The apps aren't infected per-se, but they popped up on ESET's security scanner during a routine check.
"Our scanner picked up the Cerber ransomware leftovers, which is fine for Windows malware, but this was detected inside an Android app, and that’s unusual and bit weird," Stefanko told Bleeping Computer.
"I investigated this particular app, [...] and tried to identify what precisely is detected as Cerber Ransomware," the researcher added. "Fortunately, there was only a Cerber ransom note that triggered the scanner, and not actual payload."
Bleeping Computer also took a look at these two apps as well. What ESET's malware scanner picked up was a file named README.hta, the standard Cerber ransom note, which the ransomware drops on the computers of infected victims.
There is no danger for the users of these two apps or any other Android device owner since Cerber is a ransomware family designed to work only on Windows computers.
Furthermore, there is also no danger for Windows users either, since the ransom note file won't infect other computers.

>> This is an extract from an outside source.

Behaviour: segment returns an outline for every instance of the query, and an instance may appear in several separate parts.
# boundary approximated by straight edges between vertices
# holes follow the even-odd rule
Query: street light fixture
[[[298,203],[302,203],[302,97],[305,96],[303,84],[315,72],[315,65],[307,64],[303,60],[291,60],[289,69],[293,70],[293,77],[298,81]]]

HTA (HTML Application) files have been used to spread ransomware, but these two ransom note files aren't weaponized with any attack code.
Ransomware ransom note files are generally benign. Antivirus vendors usually detect these files as a sign of an already existing infection, even if the files are harmless.

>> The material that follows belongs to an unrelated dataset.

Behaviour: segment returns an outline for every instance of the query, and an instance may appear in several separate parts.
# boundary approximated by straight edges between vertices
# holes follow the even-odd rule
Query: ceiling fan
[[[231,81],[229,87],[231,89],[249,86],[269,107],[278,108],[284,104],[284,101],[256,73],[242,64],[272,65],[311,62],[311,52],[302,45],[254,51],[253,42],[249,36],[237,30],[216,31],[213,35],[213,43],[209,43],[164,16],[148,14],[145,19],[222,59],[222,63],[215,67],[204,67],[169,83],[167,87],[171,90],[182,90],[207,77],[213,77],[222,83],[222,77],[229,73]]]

These two Cerber ransom notes only show information to victims on how to pay the ransom and recover their files. Based on the Tor payment site URL found in the ransom note, we discovered that this version of Cerber was active between September and December 2016.
There are different theories on how the Cerber ransom note ended up in the source code of the two apps.
On Twitter, Stefanko said he suspected the developer might have suffered a Cerber ransomware infection himself.
Since Cerber drops ransom notes in every folder it encrypts files, infected computers are riddled with these ransom notes. Infected victims can use an app like Michael Gillespie's RansomNoteCleaner to remove these ransom notes, after they paid the ransom. If the app developer didn't use anything similar, then it's very likely that he might have had Cerber ransom notes laying around in his app's icon folder.
Another theory is that the designer of the icons (used for the app) was infected with Cerber. Since the ransom note is named README, most people who downloaded the icons would think it contains the icon package's license information, and wouldn't even bother opening the file before copy-pasting it into a new location (like an Android app).
The Italian app developer might have copied the leftover ransom note with the rest of the images in the Android app's /assets folder when he assembled his app, without even noticing the README file.
The apps' developer did not respond to a request for comment in time for this article's publishing.